Saturday, April 24, 2010

Met Dept confirms normal monsoon

The South-West monsoon this year is likely to be normal, according to India Meteorological Department (IMD).

In its long-range forecast bulletin issued on Friday, the IMD said that, quantitatively, rainfall during the June to September season would be 98 per cent of the long period average with a model error of plus or minus five per cent.

The long period average rainfall for the period 1941-1990 is 89 cm.


The IMD will update the forecast in June as a part of the second stage forecast. Separate forecasts for the monthly (July and August) rainfall over the country as a whole and seasonal (June-September) rainfall over the four geographical regions of India will also be issued.

The basic premise for the normal monsoon outlook seems to be the sustained weakening of El Nino conditions in the equatorial east and central Pacific.

During an El Nino, the equatorial Pacific waters to the east close to the South American shores warm up, causing cloudiness and precipitation to concentrate in that part of the world.

This brings sinking air motion and dryness to the west, affecting monsoon flows into India as well. A strong El Nino was in view during last year, causing the monsoon to end up with a 23 per cent deficit, the worst in three decades.

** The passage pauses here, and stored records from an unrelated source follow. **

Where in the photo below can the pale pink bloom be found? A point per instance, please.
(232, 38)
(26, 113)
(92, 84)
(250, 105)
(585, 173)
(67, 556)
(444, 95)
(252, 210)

El Nino that remained weak during mid-June to October of 2009 started strengthening from late October and peaked in the third week of December, the IMD said.

From late December, the El Nino conditions have started weakening. Latest forecasts from a majority of weather indicate high probability for these conditions to maintain till early part of the monsoon season and then weaken to become near neutral during the subsequent months.

But a few models indicate development of weak La Nina conditions by July-August. As the lead time of the forecast increases there is considerable spread and uncertainty in these forecasts, the IMD said.